You got me WHAT?

Husband bearing giftsI’ve got a birthday coming up. Which has got me thinking: What will he buy me this year?

Because, frankly, last year was a bust. Money was tight, so I may have casually mentioned, “Don’t get me anything for my birthday this year.” Which, as any reader in possession of a couple of X chromosomes will understand, does NOT mean: “Don’t get me ANYTHING for my birthday.” It simply means: “Don’t splurge. Money’s tight – don’t go all crazy.”

The day came. The day went by. Rien. Nada. Zip. Someone’s nose – could it have been mine?? – was severely out of joint.  There was a lump in that someone’s throat as, with bedtime approaching, she managed to choke out a weak: “You didn’t get me anything?

“Oh, I almost forgot,” he said, retrieving a small, wrapped package from his pocket.
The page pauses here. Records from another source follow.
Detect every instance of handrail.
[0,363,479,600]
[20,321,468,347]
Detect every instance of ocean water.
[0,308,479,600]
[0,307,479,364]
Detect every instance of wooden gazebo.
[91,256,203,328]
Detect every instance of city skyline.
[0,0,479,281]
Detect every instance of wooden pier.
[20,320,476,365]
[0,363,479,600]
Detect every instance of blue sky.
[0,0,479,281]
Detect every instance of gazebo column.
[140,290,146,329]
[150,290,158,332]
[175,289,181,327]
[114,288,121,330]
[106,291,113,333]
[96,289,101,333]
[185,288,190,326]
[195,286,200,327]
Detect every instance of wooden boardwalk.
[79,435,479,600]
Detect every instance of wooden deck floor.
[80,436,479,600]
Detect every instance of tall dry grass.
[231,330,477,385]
I ripped off the paper, and felt my jaw go slack. “You got me – batteries??!”

“They’re rechargeables!” he said. 

Rechargeables? Oh, alrighty then. 

He persisted: “Remember when you were upset because you could have gotten that great shot, but your camera batteries let you down?” I did remember. He looked genuinely thrilled to have pulled off a hat-trick:  He had found a gift I couldn’t deny needing; he had not blown the budget doing so; and he had, sure enough, surprised me.

I may be a writer – a supposed-communicator – but I haven’t mastered this cross-gender communication thing yet.  This year, as my big day approaches, I am keeping very quiet. I’ll let you know how things go.  And, in case they don’t, I’d LOVE to hear about the worst gift you ever got!  Misery loves company!